Disclaimer: Tudo meu. Mas fica a vontade pra usar se quiser.

Categoria: Romance, Yaoi (Slash)

Classificação: Livre

Sinopse: Quando eu realizei que nunca havia sido a principal personagem se qualquer história...resolvi escrever como nasceu uma dessas histórias. Metalinguística

Notas: Escrevi isso a "fuck long time ago" porque minha irmã comentou que todo mundo começa escrevendo sobre si mesmo, e eu já escrevia fazia um tempinho e nunca tinha feito nenhuma história comigo nela. Então é isso, curta, incompleta, mas eu gosto.

Livros, sonhos e folhas em branco

Os travesseiros a induziam ao sono mais profundo enquanto as cobertas faziam questão de manter seus braços e pernas muito aquecidos e muito presos a cama, naquele dia friozinho de primavera. A cama e a garota eram quase um só, amantes noturnos tão apaixonados que quase nada no mundo poderia separa-los.

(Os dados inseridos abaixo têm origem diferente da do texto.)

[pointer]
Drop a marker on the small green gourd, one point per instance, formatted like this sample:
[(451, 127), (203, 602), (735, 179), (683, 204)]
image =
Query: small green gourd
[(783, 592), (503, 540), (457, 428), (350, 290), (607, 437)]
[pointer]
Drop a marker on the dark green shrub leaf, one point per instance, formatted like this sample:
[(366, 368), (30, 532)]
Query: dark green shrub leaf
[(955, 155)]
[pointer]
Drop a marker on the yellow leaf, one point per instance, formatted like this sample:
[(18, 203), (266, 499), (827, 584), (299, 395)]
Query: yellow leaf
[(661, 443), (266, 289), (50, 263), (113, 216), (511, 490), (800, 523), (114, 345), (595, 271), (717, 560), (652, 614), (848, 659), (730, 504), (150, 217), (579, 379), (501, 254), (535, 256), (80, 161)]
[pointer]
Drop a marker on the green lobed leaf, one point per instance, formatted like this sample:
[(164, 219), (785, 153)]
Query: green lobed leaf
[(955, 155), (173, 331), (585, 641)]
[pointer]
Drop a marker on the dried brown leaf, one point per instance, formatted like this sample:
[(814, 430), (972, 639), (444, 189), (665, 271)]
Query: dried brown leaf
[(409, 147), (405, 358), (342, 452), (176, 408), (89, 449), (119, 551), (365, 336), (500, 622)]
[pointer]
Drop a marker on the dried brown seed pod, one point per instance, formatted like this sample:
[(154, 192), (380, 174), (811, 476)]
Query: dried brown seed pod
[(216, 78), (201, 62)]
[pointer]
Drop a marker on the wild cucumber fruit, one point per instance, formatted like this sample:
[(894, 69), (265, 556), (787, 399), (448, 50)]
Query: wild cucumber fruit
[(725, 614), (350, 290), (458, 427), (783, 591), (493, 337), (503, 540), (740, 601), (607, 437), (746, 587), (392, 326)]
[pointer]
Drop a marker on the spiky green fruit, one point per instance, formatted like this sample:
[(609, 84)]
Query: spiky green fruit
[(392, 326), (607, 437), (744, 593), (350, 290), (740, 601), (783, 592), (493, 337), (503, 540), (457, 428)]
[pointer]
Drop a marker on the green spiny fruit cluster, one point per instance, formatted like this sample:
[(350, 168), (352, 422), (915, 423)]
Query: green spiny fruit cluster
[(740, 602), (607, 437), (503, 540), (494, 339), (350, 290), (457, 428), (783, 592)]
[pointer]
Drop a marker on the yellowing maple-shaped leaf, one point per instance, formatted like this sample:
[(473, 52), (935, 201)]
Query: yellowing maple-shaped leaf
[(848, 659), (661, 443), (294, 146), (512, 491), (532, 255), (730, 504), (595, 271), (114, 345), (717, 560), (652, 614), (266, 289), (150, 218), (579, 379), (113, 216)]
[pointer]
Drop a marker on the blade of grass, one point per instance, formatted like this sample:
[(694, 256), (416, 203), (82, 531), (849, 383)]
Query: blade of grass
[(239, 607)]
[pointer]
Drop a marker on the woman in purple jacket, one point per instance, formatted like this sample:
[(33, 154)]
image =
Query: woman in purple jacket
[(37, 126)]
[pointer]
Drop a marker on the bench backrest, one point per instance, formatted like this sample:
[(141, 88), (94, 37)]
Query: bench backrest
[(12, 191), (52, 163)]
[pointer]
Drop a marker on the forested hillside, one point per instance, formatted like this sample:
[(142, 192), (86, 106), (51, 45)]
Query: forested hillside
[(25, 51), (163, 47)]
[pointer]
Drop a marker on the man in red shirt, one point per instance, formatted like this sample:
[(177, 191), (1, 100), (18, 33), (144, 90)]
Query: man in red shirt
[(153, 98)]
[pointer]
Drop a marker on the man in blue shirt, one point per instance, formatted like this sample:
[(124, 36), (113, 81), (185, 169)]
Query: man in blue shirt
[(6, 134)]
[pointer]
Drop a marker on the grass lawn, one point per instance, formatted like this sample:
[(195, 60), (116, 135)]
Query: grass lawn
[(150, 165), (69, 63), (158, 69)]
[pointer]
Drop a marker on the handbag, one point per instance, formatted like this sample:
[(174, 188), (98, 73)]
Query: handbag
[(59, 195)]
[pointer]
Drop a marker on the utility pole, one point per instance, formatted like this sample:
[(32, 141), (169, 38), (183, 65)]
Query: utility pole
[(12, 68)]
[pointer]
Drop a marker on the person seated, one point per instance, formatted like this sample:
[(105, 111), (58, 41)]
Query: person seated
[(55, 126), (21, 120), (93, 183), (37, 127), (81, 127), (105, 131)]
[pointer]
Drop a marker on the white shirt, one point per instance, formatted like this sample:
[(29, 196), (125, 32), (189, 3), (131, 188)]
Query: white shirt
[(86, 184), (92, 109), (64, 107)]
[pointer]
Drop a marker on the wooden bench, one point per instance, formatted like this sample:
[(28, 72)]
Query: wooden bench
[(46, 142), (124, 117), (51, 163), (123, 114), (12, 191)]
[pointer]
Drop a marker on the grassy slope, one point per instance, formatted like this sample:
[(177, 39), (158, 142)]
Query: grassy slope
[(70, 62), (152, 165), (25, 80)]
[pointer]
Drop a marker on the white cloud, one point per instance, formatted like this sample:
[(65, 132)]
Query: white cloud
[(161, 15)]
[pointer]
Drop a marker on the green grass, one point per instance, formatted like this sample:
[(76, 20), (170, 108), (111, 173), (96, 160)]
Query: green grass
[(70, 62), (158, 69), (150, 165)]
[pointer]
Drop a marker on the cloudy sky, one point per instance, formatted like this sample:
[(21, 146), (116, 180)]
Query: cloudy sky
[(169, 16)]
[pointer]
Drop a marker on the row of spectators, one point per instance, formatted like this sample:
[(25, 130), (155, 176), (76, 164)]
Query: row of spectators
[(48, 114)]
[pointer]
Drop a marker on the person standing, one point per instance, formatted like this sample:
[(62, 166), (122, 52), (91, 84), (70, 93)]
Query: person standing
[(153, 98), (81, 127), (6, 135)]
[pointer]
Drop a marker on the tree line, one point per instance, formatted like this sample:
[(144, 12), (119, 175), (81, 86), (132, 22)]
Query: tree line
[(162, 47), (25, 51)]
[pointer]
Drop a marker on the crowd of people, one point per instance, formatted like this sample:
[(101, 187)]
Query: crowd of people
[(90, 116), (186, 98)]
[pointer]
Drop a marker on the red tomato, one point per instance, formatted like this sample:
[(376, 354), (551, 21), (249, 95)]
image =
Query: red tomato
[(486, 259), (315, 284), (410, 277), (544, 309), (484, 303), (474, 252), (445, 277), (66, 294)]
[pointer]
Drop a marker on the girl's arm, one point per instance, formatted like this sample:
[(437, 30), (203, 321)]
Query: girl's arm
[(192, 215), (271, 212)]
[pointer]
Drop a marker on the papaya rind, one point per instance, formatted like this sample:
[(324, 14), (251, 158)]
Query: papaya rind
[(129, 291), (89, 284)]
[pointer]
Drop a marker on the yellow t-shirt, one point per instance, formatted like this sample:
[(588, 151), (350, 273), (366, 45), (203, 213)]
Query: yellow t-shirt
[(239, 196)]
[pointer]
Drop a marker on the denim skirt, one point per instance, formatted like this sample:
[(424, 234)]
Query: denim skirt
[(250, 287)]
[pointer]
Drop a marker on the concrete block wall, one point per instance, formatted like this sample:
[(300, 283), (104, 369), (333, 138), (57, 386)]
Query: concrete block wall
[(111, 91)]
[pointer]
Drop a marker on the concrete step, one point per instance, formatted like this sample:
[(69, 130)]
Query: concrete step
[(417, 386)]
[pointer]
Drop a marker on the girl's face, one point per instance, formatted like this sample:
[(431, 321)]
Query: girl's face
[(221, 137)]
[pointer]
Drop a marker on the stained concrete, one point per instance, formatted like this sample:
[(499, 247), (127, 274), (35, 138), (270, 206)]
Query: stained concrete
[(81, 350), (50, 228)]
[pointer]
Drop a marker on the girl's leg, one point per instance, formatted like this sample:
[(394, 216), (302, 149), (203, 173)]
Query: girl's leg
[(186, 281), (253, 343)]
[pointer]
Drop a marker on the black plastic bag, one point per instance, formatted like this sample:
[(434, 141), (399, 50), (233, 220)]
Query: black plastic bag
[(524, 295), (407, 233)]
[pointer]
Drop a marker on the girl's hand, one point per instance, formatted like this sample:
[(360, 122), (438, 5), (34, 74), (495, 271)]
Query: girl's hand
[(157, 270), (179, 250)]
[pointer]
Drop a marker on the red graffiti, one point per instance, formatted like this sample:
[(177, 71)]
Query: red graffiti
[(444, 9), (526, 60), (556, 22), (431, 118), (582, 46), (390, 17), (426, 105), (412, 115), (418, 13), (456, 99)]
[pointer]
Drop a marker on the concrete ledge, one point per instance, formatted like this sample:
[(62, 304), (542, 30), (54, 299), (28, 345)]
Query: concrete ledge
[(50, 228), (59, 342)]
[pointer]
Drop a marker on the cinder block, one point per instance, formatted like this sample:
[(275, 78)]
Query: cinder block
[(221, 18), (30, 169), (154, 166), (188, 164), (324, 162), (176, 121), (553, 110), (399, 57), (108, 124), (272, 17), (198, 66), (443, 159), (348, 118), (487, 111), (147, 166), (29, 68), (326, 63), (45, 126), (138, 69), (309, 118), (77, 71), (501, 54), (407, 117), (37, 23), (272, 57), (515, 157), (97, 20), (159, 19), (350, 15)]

Exceto, é claro, o maldito despertador avisando que era hora da escola. Com um olho no sonho e outro no inferno da vida real, ela resmungou e virou pro outro lado. Mas se a garota e a cama eram amantes inseparáveis, o aparelho era o filho mais novo, com seus incessante choro de pipipi. Ela ergueu o corpo abruptamente, olhando com raiva para aquela peste eletrônica, desejando mais uma vez poder joga-lo na parede oposta e voltar a dormir. Encarou o 'bicho' por vários minutos, antes de se conformar com a idéia que ele não iria entrar em auto combustão, e então o desligou...calmamente.

Mais tarde a faxineira iria encontrar o mesmo caído atrás do criado mudo, sem pilhas e com um botão faltando.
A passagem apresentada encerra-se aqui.